Appearance
Objects
Everything in AuroraDocs is an object. A page, a task, a database, a bookmark, a canvas — they are all objects. This is the core idea that makes AuroraDocs different from most note-taking tools.
What is an object?
An object is the fundamental unit of content in AuroraDocs. Every object has:
- A type (page, task, database, etc.)
- A title
- An optional icon and cover image
- A body — rich content written in the editor
- Properties — structured fields like status, date, assignee, or any custom field you define
- A unique ID that can be referenced from anywhere
Because every object shares this structure, they compose naturally. A task can contain a full document. A database row is a page. A page can embed a database. You don't need to decide upfront what something "is" — you can refine it later.
Built-in object types
| Type | What it's for |
|---|---|
| Page | A document, note, or any long-form content |
| Note | A lightweight page for quick notes and Inbox capture |
| Task | An actionable item with status, priority, and due date |
| Database | A structured collection of rows, each of which is also a page |
| Set | A dynamic or static collection of other objects (see Sets & spaces) |
| Canvas | An infinite whiteboard for spatial, freeform thinking |
| Bookmark | A saved URL with auto-fetched title, description, and preview image |
| Folder | A hierarchy container for grouping pages and objects |
| Daily note | A journal entry automatically created for each calendar day |
Optional built-in types such as People, Meetings, Trips, Projects, Images, Quotes, Links, and Backlog can be enabled per workspace. These can include starter fields, built-in templates, and default views such as gallery-first Images or Kanban-style Backlog.
Custom object types
Built-in types cover most use cases, but you can define your own to match how you actually think.
Examples:
- Meeting — for meeting notes, separate from general pages
- Project — for project containers in a PARA setup
- Area — for areas of responsibility
- Contact — for people you work with
- Book — for a reading list
- Recipe, Course, Idea, Decision — anything that benefits from its own type and colour
Creating a custom type
- Go to Settings → Types.
- Click New type.
- Configure the type:
| Field | Description |
|---|---|
| Name | The display name (required) |
| Icon | An emoji or character shown in lists, the sidebar, and the graph |
| Colour | Pick from 10 presets (indigo, violet, pink, red, orange, yellow, green, teal, blue, slate) or use the colour picker for any hex value |
| Properties | Define a schema with custom fields (see below) |
- Click Save.
Custom properties
Each custom type can define its own property schema. Add fields that make sense for the type:
| Property type | Description |
|---|---|
| Text | Single-line text |
| Number | Numeric value |
| Date | Date or date-time |
| Boolean | Checkbox (true/false) |
| Select | Single choice from a list of options |
| Multi-select | Multiple choices from a list |
| Formula | Computed value from other properties |
| Relation | Link to another object |
| URL | Web address |
| Email address |
Each property can be marked as required (enforced on save) or sensitive (masked in table views with an eye-off icon).
Your new type appears in:
- The
⌘Nnew object picker - The sidebar (under its section, if you've pinned it)

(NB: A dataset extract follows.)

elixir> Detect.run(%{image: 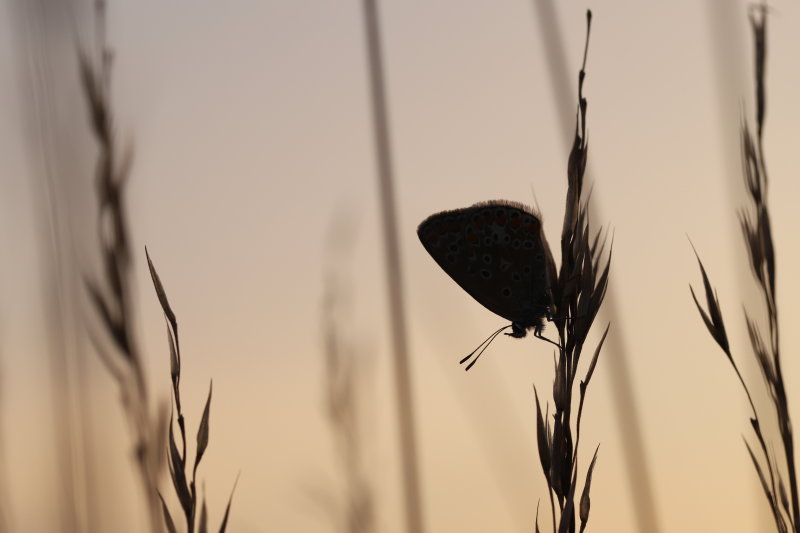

- The type filter in Sets and databases
- The graph view (nodes are coloured by type)
Bookmarks
The Bookmark type saves a URL and automatically fetches its metadata. When you create a bookmark:
- Enter or paste a URL.
- Aurora fetches the page title, description, Open Graph image, and favicon.
- The bookmark displays as a rich preview card with the image, title, description, and domain.
Click the card to open the URL in a new tab. Use Change URL to point to a different address, or Refresh to re-fetch the metadata.
Why types matter
Types let you filter by intent. A Set filtered to type = Project shows only your projects — not your notes, not your tasks. Types make the @ linker, the command palette, and the graph view dramatically faster to navigate as your workspace grows.
TIP
Don't over-engineer your types early on. Start with the built-ins. Add a custom type when you notice yourself tagging a group of pages with the same label and wanting to treat them differently.